The Dominion Post and the corporate media in general do not print anything which challenges or offends the so called ‘common wisdom’ of the ruling classes. The status quo is never challenged in any serious way and journalists on a daily basis painstakingly self-censor themselves in favour of a decent paycheque and retirement plan. This self-censorship and defending of the status quo is reflected everyday in articles relating to political issues worldwide. One of the most obvious examples are pieces relating to the Middle East and the so called ‘War on Terror’. When has the Dominion Post called George W. Bush a war criminal for illegally invading Iraq?
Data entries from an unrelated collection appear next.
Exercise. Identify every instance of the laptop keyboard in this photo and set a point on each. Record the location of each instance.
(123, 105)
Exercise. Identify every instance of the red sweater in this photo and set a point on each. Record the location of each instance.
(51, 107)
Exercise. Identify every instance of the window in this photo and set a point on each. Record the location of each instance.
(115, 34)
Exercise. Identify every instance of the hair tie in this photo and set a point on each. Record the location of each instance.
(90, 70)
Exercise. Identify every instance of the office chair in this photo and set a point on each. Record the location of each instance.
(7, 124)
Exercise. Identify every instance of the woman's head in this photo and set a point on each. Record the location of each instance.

When has it Post referred to Ariel Sharon as a murderer for ordering the bulldozing of Palestinian homes filled with women and children? The answer: Never. The reasons why the corporate press steers clear of offending established ‘truths’ and deferring to the status quo is complex, but in a nutshell is a result of the economic (read: advertising) forces which own and sustain the media business. This being said it is difficult to take seriously the self-righteous claims of the Dominion Post that they are unafraid to offend and will do so in the name of freedom of the press. The real reason the Post printed the cartoons was because they were able to do so without offending their political and economic masters. The post 9-11 world is one in which Arabs and Muslims have been continuously demonised and attacked by the corporate press in what is shamefully reminiscent of the anti-Semitism of the 1920s and 1930s. As an easy and ‘acceptable’ target the usually timid and deferential corporate press have re-printed the Mohammed cartoons knowing full well that the offended will simply have to take it on the chin and get on with living in a racist society. The Post was unafraid of the backlash because they knew there would not be one. More importantly they probably knew that their readers would largely sympathize with their decision. The so called courage of the Dominion Post to print the cartoons in the name of freedom of the press must be viewed for what it is: shameful hypocrisy.